第4話 召喚先④前世の記憶

「油断ならないな。私の嫁は」


 嫁!? なぜに、嫁呼ばわり?


「君の性格は把握した。王子たる私を最初から睨みつけ、責任者とわかったら噛み付かんばかりだったから予想はしていたのだが、まさに想像通りだ。

 そんな君だから側室になるのは嫌がると思って、脅して追い込むか、現状を伝えて悟らせようとしてみたのだが、どちらもうまくいかなかった。

 話し合いで納得してくれるのを望むが、どうだろう、側室は嫌か?」


 わたしは勢いづいて頷いた。

 最初から睨んでいたなんて、そんなつもりはなかったんだけど、行動に思いがにじみ出ちゃってたのね。


「そうか、残念だ。君は簡単に意志を曲げないだろうから、堂々巡りになる。だから、強制的に側室になってもらうよ」


 いつの間にか、わたしの両手首をまとめて持っている。びっくりして見上げると、ものすごいいい笑顔をしていた。なのに、なぜか身の危険を感じる。

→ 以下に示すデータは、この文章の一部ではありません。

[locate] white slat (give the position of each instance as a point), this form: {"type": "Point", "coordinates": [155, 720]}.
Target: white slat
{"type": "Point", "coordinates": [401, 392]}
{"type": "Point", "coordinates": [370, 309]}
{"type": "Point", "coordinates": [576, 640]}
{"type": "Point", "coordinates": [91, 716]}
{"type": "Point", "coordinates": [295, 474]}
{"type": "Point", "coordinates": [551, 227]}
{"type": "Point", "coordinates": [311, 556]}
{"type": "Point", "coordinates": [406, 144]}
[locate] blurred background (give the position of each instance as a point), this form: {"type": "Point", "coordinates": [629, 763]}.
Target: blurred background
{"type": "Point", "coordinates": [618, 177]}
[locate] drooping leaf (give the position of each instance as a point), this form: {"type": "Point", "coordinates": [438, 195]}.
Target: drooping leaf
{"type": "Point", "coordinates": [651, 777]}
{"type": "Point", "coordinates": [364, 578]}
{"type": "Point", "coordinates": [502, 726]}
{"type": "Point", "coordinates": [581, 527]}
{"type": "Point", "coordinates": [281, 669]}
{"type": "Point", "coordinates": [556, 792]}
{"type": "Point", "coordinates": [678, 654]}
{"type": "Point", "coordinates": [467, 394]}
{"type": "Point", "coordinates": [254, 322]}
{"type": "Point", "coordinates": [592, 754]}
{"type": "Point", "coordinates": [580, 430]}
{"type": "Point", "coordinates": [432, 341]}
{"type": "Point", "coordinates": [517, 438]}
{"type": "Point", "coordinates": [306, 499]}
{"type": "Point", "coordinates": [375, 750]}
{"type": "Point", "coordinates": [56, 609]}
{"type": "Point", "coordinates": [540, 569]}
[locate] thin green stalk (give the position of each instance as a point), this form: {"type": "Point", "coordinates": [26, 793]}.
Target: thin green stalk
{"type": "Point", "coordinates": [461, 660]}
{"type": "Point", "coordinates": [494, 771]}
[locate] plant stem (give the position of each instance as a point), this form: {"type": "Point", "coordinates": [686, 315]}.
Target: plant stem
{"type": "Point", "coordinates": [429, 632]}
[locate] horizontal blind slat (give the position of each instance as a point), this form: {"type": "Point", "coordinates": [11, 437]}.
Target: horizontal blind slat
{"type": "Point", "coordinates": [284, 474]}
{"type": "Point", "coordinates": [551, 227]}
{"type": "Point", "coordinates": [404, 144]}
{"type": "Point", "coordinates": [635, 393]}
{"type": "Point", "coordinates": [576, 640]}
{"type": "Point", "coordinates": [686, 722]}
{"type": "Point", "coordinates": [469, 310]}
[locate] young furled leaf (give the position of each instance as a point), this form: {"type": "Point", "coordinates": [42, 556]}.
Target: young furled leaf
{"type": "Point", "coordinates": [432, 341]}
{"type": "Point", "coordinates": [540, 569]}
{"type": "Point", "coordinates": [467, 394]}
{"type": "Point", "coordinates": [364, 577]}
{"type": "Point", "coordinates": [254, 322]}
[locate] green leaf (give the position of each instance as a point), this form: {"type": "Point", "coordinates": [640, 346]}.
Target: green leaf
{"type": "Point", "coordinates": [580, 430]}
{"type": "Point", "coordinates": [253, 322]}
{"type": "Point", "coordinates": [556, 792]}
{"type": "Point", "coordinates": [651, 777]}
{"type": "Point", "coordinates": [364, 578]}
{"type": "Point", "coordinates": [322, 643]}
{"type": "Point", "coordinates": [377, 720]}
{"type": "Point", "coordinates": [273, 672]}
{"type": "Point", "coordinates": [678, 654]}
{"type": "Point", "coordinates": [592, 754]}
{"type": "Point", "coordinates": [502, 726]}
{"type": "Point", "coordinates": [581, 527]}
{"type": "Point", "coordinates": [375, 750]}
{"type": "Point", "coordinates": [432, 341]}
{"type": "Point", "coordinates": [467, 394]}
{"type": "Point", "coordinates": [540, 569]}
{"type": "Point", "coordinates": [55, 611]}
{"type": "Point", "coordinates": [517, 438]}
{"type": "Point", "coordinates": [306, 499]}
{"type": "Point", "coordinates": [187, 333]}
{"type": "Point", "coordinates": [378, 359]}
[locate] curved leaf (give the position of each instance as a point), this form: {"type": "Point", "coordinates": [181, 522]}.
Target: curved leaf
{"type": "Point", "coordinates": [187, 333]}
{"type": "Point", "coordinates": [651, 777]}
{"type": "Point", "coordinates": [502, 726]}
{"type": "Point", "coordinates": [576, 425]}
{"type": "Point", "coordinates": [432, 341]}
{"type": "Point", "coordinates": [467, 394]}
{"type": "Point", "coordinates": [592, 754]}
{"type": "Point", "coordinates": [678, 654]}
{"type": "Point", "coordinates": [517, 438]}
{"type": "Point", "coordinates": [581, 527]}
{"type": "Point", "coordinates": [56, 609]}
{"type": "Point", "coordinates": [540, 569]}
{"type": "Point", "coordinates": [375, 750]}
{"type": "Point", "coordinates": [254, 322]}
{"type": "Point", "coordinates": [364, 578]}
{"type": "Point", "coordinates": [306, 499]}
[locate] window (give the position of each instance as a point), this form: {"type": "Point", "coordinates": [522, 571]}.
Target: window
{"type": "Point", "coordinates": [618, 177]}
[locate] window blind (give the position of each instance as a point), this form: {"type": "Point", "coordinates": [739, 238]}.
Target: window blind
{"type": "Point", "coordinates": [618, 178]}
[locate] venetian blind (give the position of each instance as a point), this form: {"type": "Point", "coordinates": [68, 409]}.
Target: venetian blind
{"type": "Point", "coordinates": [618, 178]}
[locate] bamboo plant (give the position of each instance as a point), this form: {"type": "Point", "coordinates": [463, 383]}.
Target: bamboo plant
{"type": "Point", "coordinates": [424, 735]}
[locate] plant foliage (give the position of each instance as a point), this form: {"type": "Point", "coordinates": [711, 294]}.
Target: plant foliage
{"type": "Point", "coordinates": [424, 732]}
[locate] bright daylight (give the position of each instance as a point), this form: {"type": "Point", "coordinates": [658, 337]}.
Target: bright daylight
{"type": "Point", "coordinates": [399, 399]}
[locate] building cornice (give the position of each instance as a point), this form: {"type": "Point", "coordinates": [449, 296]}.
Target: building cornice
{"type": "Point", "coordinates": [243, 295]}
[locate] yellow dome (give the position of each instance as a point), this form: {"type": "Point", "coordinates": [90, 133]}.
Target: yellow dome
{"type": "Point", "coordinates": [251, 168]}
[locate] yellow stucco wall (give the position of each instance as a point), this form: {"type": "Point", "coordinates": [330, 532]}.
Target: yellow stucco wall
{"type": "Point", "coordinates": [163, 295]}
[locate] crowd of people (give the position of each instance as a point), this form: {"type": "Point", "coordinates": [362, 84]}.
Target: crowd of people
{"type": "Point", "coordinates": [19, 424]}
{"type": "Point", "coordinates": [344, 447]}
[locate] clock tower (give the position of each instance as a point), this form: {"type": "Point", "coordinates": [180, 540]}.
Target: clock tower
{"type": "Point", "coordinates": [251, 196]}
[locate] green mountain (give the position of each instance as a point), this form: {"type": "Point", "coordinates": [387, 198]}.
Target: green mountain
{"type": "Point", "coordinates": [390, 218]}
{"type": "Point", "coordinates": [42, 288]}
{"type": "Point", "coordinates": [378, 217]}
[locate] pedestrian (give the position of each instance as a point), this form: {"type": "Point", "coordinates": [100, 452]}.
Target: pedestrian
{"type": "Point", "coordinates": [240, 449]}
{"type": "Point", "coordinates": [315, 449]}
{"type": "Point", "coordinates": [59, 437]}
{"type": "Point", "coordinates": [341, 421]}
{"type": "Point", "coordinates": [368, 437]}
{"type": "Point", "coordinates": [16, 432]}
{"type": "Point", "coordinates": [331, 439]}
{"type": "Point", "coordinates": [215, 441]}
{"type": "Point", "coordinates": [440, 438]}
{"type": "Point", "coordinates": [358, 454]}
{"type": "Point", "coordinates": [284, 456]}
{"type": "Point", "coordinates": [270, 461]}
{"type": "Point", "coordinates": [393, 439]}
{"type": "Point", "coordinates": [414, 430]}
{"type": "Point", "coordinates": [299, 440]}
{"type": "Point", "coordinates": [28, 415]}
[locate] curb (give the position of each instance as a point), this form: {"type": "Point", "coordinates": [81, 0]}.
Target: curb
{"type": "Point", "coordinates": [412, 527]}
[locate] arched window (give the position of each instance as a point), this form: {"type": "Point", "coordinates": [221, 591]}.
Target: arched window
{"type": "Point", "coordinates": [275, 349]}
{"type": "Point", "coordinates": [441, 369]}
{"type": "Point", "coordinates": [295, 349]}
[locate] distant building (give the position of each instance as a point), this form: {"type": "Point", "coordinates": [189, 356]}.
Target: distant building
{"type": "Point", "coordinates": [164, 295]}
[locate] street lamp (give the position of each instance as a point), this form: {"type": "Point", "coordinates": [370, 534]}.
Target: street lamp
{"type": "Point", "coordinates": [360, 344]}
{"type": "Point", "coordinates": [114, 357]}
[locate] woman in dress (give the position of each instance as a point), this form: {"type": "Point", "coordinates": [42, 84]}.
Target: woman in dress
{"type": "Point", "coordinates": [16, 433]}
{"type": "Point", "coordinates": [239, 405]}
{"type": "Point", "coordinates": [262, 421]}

「本当におばかさんなのかな? さっき言ったはずだよ。犠牲が生じても引かないって。従わないなら力業になるって。

 君が侍女になり、側室になるのは決定事項なんだ。君が自分の意志で、神殿にて声を張り上げたときからね。

 思い違いをしているようだけど、私は君の敵ではないんだよ。むしろ君を助けられるのは私だけなんだ」


 なんか、非常にマズイ。とにかく、ここではないどこかに行かなくては。

 手首の戒めを解きたいのに、どうやっても外れない。


「こんなに嫌がられると、逆に新鮮だ」


「わかりました! 侍女になります。逃げられないと理解しました。放してください」


「側室も理解したかな?」


「あのですね、フリだとしても、ありえないでしょう? おいくつですか? わたしは絶対あなたの親より年上ですよ? それに王子が、異世界の庶民と婚姻なんて許されるわけないじゃないですか」


 わたしはギャンギャン吠えた。とにかくなんでもいい、突破口を!


「はは、認識を間違えているね。王子だから可能なんだ。確かに正室に君を迎えるのは難しいが、君に侍女仕事を教え込むためとでも言って、半年ぐらいこの部屋から出さなければ、誰も寵愛を疑わない。その間に身籠ってくれれば、なおいいけれど」


 半年監禁、寵愛、身籠もる? 何言ってんの、この人。


「冗談、ですよね?」


「本気だが?」


 理解不能! 意味がわからない。


「下がれ」


 今までと全く異なる冷たい声音に、びくっとしてしまう。


「ああ、すまない。影の者に言ったんだ。閨事ねやごとを見られるのは、君は恥ずかしいだろう?」


 影って、ああ、王子だもんね。忍びみたいなのがついて、守ってるのか。

 ? ねや? 閨事って言った?

 

「しょ、正気になって。見てくれの悪い、脂ののったババァを側室にする、どこに利益が?」


「それを言ったのは義弟おとうとだ。確かに、君を嫁にしても今は私にはひとつも利はない。だが、利になることなんて、いくらでも作れる。たとえば、聖女ではなくおまけでついてきた君と婚姻を結べば、民から慈悲深い王子だと思われるだろう。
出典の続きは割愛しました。